There were two things I heard repeatedly about Pantelleria before I got there. First: every person in Sicily told me I would love it; second: I had to try the capers, which wasn’t difficult, considering they were everywhere Pretty renew 傳銷.

And I don’t mean in shops or on restaurant menus. I mean, they’re growing everywhere on Pantelleria; on the sides of roads, around stores and buildings, on craggy pathways, and next to the stone walls that run up and down the hills of the island.

A long time ago, an uncle in New England told me a pretty funny story. He was making a recipe that called for “pickled capers.” But he decided that he’d improve the recipe by using fresh. He looked in shops and grocers for fresh capers all over town Pretty renew 傳銷, and couldn’t find any.

While capers grow in several countries around the world, and there may indeed be a plant tucked away in some greenhouse in Connecticut, I don’t think you’ll have much luck finding them fresh, as you so easily can, in Pantelleria.

But no one eats fresh capers, which are the unripened bud of a flowering plant. (Sorry, I didn’t try one. Even in the name of “research.”) Capers are, indeed, pickled — often in vinegar — before being ready to eat. But in Pantelleria, the only ones I came across were salted, using the prized sea salt from Trapani (in Sicily), which the man at the caper cooperative told me was the only salt you could use for preserving capers. It’s nice to know there is locavore spirit, even in places where the word likely doesn’t have any translation. (And frankly, doesn’t need it.)

The salting process takes two to three weeks and when the buds are pickled (either in salt or vinegar), mustard oil (glucocapparin) is released from the bud, which gives the capers we buy their distinctive little zip to recipes. Capers that you cook with, or use in salads and elsewhere cancer chinese medicine, should always be rinsed well (even the ones in jars), and squeezed dry.

TechCrunch and Facebook

Le 14 September 2015, 11:25 dans Humeurs 0

ere’s how to participate

Startups must fit into one of three categories (social good, productivity and utility or gaming and entertainment) to participate. Five startups in each category will be selected to join us onstage for the Battlefield Africa in Nairobi You beauty.

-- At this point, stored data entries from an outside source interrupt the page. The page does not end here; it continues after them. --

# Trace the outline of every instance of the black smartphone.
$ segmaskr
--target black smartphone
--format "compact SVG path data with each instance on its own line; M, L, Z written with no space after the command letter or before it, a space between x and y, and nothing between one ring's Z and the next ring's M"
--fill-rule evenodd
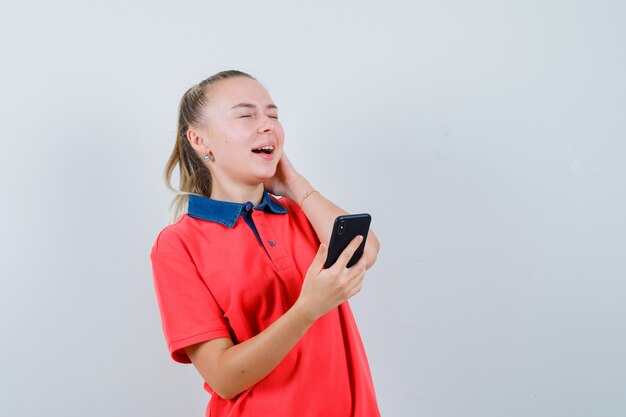
M348 268L361 259L363 249L365 249L365 241L367 240L367 232L370 229L372 216L367 213L362 214L345 214L335 219L333 231L330 235L330 243L328 244L328 256L324 268L330 268L339 258L341 252L352 242L352 239L358 235L363 236L363 241L357 248L356 252L346 265Z

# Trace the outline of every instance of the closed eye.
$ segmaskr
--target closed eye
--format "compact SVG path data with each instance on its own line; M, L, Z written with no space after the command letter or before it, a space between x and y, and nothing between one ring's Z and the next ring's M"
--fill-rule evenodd
M239 118L244 118L244 117L252 117L252 115L251 114L243 114L243 115L239 116ZM268 116L268 117L272 118L272 119L278 120L278 116Z

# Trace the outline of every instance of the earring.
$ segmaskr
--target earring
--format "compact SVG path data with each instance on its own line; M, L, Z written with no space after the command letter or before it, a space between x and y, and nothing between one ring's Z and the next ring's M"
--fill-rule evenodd
M207 151L207 153L204 154L204 160L205 161L214 161L215 158L213 158L213 155L209 155L209 152Z

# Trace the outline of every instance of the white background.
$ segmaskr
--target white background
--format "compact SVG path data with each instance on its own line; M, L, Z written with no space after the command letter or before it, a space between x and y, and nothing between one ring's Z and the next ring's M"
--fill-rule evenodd
M56 1L0 13L0 415L202 416L149 251L176 112L225 69L382 243L384 416L626 414L626 3ZM332 381L319 381L332 383Z

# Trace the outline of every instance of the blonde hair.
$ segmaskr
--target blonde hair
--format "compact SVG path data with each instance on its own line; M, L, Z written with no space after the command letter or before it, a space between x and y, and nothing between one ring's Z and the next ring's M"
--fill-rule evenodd
M204 108L209 100L207 96L208 87L218 81L234 77L248 77L256 80L250 74L242 71L222 71L194 85L180 99L176 141L172 154L165 165L165 185L176 193L170 205L170 208L174 206L174 222L187 212L189 194L203 197L211 196L211 172L189 143L187 131L192 126L200 126L207 122L204 120ZM178 189L172 186L172 173L177 165L180 174Z

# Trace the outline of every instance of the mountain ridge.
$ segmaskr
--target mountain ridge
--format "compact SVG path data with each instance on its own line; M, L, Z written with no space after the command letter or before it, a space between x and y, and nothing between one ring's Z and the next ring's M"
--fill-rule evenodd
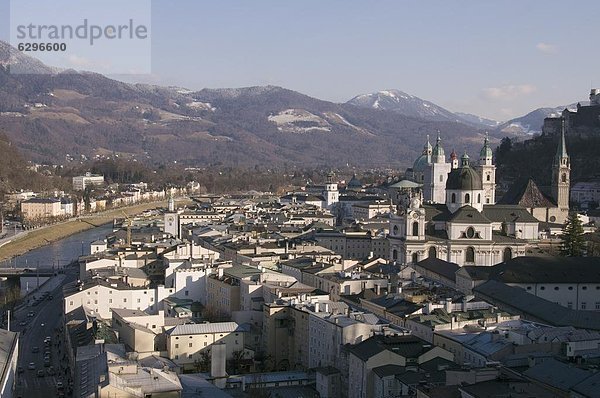
M16 62L29 62L22 57ZM15 62L6 54L0 59ZM9 67L0 66L0 131L36 162L119 156L204 166L407 167L425 136L438 130L447 145L472 153L483 141L482 131L461 122L337 104L277 86L193 91L90 72L14 75Z

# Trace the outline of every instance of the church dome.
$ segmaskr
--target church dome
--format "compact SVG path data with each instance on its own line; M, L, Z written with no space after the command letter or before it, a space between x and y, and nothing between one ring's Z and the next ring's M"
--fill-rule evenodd
M477 171L473 170L469 165L463 165L448 174L446 189L474 191L483 189L483 184L481 176L479 176Z
M438 137L437 140L435 141L435 146L433 147L433 153L432 156L435 157L443 157L445 156L444 153L444 148L442 147L442 138L440 137L440 134L438 133Z
M486 135L485 140L483 141L483 148L481 148L481 152L479 152L479 157L485 159L491 158L493 155L492 148L490 148L490 140Z
M413 163L413 172L425 171L428 164L427 154L424 153L415 160L415 163Z
M350 181L348 181L348 188L362 188L362 182L360 182L358 180L358 178L356 178L356 174L354 174L352 176L352 178L350 179Z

Apart from clear relevance to one of the three themes, qualifying startups should:

    Be early-stage companies in “launch” stage
    Be a resident from our eligible countries
    Have a fully working product/beta, reasonably close to or in production
    Have received limited press or publicity to date
    Have no known intellectual property conflicts

What do the winners receive Enterprise Firewall?
Apart from the exposure that comes from pitching to the global TechCrunch audience, as well as the live audience of distinguished technologists, entrepreneurs and investors in Nairobi, the overall winner will receive US$25,000 in no-equity cash plus an all-expense paid trip for two to San Francisco to compete in the Battlefield at TechCrunch’s flagship event, Disrupt SF in 2018.

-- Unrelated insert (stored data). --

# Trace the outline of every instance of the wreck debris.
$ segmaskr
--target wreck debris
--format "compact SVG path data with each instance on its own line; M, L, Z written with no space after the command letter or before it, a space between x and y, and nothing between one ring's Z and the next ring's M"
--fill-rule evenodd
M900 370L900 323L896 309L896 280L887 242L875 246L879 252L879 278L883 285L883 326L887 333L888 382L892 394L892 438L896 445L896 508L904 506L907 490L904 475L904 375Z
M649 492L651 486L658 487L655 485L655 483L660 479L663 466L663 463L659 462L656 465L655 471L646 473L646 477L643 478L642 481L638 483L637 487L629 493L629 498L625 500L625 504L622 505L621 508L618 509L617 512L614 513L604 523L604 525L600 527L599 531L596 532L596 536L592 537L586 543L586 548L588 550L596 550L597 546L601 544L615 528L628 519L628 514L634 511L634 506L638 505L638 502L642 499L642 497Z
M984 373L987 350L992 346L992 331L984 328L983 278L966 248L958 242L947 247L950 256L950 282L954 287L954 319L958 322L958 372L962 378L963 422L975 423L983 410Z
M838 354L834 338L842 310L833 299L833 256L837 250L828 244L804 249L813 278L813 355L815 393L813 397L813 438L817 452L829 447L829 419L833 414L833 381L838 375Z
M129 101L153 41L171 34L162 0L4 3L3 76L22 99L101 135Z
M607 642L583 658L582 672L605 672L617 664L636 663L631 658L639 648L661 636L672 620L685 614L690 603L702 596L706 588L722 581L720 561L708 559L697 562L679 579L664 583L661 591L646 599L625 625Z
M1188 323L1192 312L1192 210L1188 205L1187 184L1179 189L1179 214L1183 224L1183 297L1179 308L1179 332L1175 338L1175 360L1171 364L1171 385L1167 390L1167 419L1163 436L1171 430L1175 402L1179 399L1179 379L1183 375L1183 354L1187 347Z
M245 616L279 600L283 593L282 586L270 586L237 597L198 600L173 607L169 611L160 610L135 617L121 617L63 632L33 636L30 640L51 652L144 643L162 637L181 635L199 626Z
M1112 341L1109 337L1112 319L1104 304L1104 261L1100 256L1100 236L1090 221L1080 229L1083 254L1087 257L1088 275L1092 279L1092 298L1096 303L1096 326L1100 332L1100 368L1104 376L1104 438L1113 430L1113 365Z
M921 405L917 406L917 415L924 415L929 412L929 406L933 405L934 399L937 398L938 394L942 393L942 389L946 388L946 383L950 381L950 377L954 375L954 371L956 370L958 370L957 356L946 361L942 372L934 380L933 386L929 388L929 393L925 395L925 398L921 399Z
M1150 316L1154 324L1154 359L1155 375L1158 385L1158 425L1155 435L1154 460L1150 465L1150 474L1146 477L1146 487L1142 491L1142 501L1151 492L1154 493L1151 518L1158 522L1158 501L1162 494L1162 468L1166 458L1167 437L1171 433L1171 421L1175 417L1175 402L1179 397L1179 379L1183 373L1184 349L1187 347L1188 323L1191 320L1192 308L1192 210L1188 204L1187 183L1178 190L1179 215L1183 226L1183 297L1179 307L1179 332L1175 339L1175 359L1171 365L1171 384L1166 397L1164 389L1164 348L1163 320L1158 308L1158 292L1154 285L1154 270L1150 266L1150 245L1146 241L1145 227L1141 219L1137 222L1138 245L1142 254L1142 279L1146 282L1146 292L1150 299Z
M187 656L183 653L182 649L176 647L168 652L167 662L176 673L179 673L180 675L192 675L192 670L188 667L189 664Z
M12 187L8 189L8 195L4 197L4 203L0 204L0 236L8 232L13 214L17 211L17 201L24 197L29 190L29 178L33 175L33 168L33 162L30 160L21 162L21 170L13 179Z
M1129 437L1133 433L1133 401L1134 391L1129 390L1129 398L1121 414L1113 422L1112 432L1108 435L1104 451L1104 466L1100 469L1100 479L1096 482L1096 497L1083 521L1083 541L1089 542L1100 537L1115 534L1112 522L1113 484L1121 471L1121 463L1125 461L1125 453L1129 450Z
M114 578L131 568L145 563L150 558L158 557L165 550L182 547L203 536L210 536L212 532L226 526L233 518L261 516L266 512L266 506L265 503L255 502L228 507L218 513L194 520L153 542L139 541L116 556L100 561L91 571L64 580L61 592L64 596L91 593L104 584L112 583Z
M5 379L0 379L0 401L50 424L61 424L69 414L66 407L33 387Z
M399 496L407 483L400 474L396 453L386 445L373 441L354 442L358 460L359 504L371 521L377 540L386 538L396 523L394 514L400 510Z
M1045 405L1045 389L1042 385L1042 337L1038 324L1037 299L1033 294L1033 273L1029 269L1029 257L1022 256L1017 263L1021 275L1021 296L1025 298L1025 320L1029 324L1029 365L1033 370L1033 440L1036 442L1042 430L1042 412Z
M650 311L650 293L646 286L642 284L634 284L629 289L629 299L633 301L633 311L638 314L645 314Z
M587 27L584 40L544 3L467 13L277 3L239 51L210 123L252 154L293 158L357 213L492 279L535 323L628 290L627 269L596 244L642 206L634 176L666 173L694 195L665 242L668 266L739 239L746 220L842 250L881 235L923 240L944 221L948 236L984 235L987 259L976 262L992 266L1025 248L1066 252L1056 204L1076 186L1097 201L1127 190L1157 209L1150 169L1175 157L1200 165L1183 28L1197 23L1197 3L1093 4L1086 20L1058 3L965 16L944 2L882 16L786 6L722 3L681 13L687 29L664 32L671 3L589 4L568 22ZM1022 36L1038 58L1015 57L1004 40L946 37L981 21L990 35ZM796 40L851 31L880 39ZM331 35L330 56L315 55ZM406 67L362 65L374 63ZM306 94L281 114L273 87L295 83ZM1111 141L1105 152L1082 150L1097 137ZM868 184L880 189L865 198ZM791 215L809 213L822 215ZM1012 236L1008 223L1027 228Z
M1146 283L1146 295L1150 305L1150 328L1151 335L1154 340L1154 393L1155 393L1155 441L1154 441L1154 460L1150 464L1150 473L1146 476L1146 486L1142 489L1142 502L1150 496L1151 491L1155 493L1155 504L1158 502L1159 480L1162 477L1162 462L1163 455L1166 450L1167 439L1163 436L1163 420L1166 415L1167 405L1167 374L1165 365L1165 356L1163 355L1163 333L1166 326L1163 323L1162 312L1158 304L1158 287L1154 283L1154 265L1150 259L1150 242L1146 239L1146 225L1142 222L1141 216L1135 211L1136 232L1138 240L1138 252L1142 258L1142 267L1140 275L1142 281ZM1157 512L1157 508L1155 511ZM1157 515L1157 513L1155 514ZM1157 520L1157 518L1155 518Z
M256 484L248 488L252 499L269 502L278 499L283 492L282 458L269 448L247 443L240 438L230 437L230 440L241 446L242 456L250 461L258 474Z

Are costs to attend the pitch-off covered?
No, but TechCrunch will try to find financial assistance for a startup in need of assistance to reach the Nairobi event.

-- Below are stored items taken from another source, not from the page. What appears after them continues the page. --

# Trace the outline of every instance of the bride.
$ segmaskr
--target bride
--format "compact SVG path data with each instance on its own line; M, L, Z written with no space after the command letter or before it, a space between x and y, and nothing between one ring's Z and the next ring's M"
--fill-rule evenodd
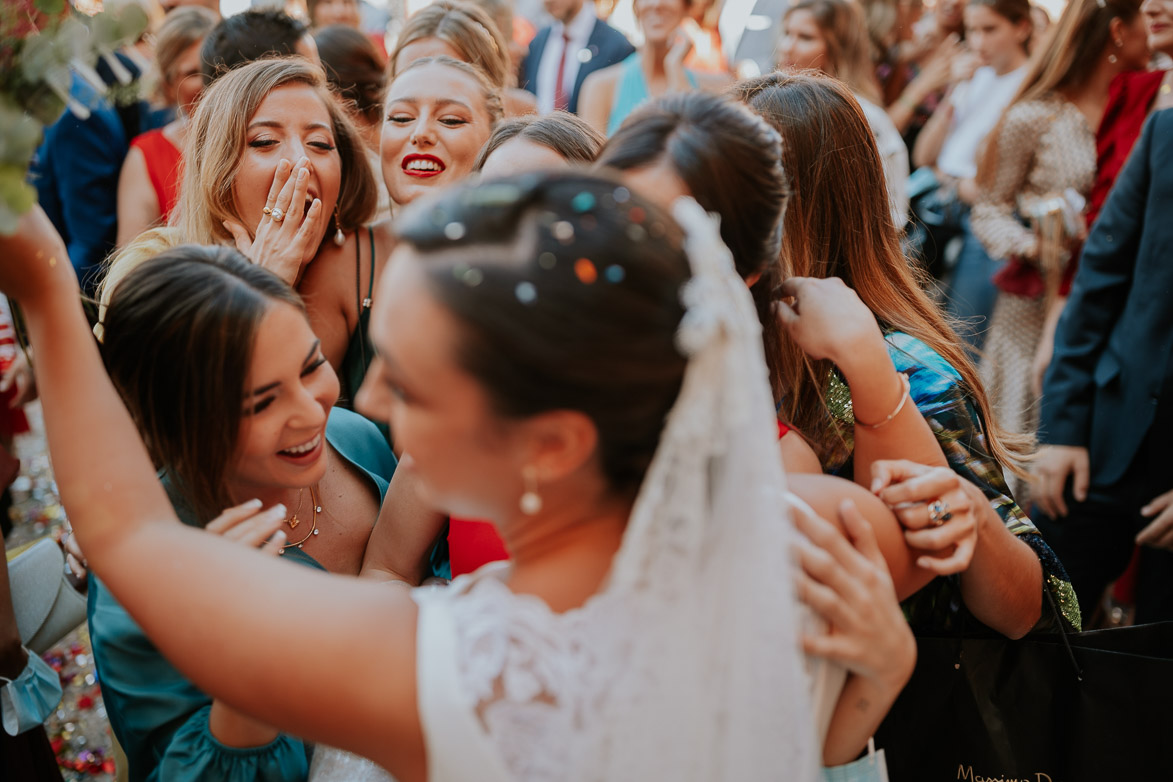
M813 706L795 581L834 616L837 585L878 549L848 508L867 556L829 546L796 572L748 290L694 202L674 217L563 174L449 190L397 220L358 402L390 417L432 505L493 519L512 554L408 590L176 522L32 213L0 242L0 288L25 312L90 566L201 689L400 782L813 780L858 655L831 655ZM886 513L846 482L814 485L823 507ZM276 533L285 509L262 514ZM800 524L826 539L820 519ZM895 610L882 561L864 578Z

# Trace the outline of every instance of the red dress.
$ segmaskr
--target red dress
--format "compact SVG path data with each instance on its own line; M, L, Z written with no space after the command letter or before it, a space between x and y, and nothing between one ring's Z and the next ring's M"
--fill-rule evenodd
M1090 228L1100 216L1116 177L1128 160L1149 109L1157 98L1166 71L1132 71L1122 73L1108 87L1108 105L1100 129L1096 131L1096 183L1088 196L1087 224Z
M155 197L159 199L159 213L167 222L175 202L179 200L179 183L183 179L183 157L179 148L163 134L163 129L149 130L136 136L130 146L143 153L147 163L147 176Z
M778 422L779 440L789 431L789 426ZM448 556L452 563L452 577L456 578L461 573L472 573L481 565L509 559L509 552L491 522L449 519Z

Who picks the startups that will compete?
The TechCrunch editors who run the TechCrunch Startup Battlefield competition will choose the finalists from the application pool Miramar Travel.

Who will judge the pitch-offs?
will select four judges for each theme. They will be noted entrepreneurs, investors and technologists with experience relevant to the category. A TechCrunch editor will moderate the judging and cast the tie-breaker ballot, if needed.

What is the pitch-off format?
Each company will have five minutes to present. The judges will have five minutes to ask questions. Live demos are strongly encouraged.